4-5 yaşlarındayken Önder abime ait Sinclair Spectrum marka bilgisayarla lunaparkta ördek vurmaca gibi bir oyun oynardım. Çok net hatırlamıyorum ama Adam Asmaca da oynuyorduk sanırım. Bir süre sonra “Dur biraz kapatalım adaptörü çok ısınmış” derdi ve zaten ne yaptığımın farkına varamamış olmanın şaşkınlığıyla olay yerinden ayrılırdım. Adaptör kelimesini küçük yaşta öğrenmek zorunda kaldığım için yıllar boyunca “adaktör” diye dolanmışımdır.
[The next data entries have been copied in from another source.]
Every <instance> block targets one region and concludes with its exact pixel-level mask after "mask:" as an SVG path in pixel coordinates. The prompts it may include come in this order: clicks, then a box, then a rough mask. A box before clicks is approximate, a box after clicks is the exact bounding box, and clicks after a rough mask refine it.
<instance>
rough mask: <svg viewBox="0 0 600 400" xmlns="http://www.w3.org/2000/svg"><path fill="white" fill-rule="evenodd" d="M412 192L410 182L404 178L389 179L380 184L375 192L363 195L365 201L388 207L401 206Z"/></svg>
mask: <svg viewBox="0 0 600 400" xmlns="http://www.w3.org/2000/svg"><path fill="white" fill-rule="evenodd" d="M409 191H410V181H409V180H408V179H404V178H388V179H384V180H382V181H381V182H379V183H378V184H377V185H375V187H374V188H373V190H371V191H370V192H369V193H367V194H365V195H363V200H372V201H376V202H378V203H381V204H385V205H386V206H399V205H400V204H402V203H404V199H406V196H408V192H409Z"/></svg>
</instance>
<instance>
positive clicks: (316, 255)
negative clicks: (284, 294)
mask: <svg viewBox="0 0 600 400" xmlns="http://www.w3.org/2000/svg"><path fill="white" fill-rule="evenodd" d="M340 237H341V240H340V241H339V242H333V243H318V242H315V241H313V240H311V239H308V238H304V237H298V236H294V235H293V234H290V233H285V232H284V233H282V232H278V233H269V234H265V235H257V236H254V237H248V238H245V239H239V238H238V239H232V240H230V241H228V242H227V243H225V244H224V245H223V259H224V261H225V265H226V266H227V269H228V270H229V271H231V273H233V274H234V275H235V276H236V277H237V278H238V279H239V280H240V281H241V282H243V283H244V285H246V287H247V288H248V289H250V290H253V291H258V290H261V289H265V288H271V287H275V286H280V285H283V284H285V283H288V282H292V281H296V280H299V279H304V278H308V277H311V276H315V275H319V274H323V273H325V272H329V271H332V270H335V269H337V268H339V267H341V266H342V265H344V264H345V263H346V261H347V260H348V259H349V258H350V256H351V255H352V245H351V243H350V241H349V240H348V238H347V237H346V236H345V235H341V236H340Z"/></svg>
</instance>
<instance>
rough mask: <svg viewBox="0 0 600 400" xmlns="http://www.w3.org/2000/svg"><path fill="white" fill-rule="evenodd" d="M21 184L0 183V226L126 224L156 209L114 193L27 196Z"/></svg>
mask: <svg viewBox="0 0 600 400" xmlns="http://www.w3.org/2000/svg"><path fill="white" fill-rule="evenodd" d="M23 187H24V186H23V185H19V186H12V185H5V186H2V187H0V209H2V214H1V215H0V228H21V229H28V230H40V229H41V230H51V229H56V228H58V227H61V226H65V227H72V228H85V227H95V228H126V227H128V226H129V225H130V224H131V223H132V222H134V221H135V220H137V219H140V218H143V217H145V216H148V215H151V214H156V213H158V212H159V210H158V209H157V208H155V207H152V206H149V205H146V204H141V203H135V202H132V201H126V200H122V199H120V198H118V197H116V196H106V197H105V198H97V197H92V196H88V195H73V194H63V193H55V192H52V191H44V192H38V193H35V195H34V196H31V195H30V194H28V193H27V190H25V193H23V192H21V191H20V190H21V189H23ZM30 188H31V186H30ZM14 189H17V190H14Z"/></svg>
Bu da benim sahip olduğum ilk bilgisayar. Amstrad CPC464… Yaş takribi 10-11… Anadolu Liselerine hazırlık seti gibi bir kaset setim vardı, yaşı oradan hareketle söylüyorum. Yeşil ekranlı monitörü vardı. Yanında verilen kullanım kılavuzunda Basic program örnekleri vardı. Oturur 140 satır falan yazardım. Tabi şimdiki gibi değil; kitaptan bakıyorum, ekrana yazıyorum. Sonra da RUN yazıp çalıştırdım mıydı… Ne yaptığımı anlamasam bile şu anda aldığım kadar zevk alıyordum program yazmaktan. Ekranda bi takım çizgiler, daireler falan çıkıyodu. Düşünerek yazdığım ilk program ise sonsuza kadar saymaya yarıyordu. İlgili komutları Önder’den öğrenmiştim. Aradan zaman geçti unuttum. Sonra mantığı kurup tekrar yapabilmiştim.
Orta 2’ye giderken yine Önder’in yukardaki Atari’siyle takılıyorduk. O bilgisayarı almasının amacı o zamanlar pek bulunmayan MIDI özelliklerine sahip olmasıydı. Gece geç vakitlere kadar Önder’in eve gelmesini bekliyordum. O gelince Twelve isimli programla kanal kaydı yapıyorduk. Bir de Korg M1 klavyesi vardı sanırım o zamanlar. Gelişmiş MIDI özelliği sayesinde Prince of Persia oyununu o zamanlar kimseye nasip olmayan müzikler ve seslerle oynuyordum.
Amiga 500’le oyun oynama şansını da üst komşumuz Burak sayesinde yakaladım. Para biriktirip o zamanlar atari salonlarında oynadığım Final Fight (Guy, Cody, Haggar) oyununun disketini almıştım. Atari salonundaki gibi değildi tabi, çok bozulup disketi Burak’a hediye etmiştim. Bir de Burak’la paso Need For Speed oynuyorduk sanırım. Aha! Oynadığım ilk çok kullanıcılı oyun… Ekran ikiye bölünürdü ve yarışırdık. Tırların altından geçince “Yeeeehaaa” diye bağırıyodu şoför. O sesi halen duyabiliyorum. Fekat bi yukardaki Atari mi yoksa bu mu hayatıma daha önce girdi çıkaramadım valla.
Sonra da Yenal’ın Amiga 1200’ü… Bunda da Realms diye bi oyun oynuyoduk. Müzikleri çok süperdi, çok etkileniyoduk:)
Aradan uzun yıllar geçtikten sonra da Pc’dir Laptop’tur devam ediyoruz işte.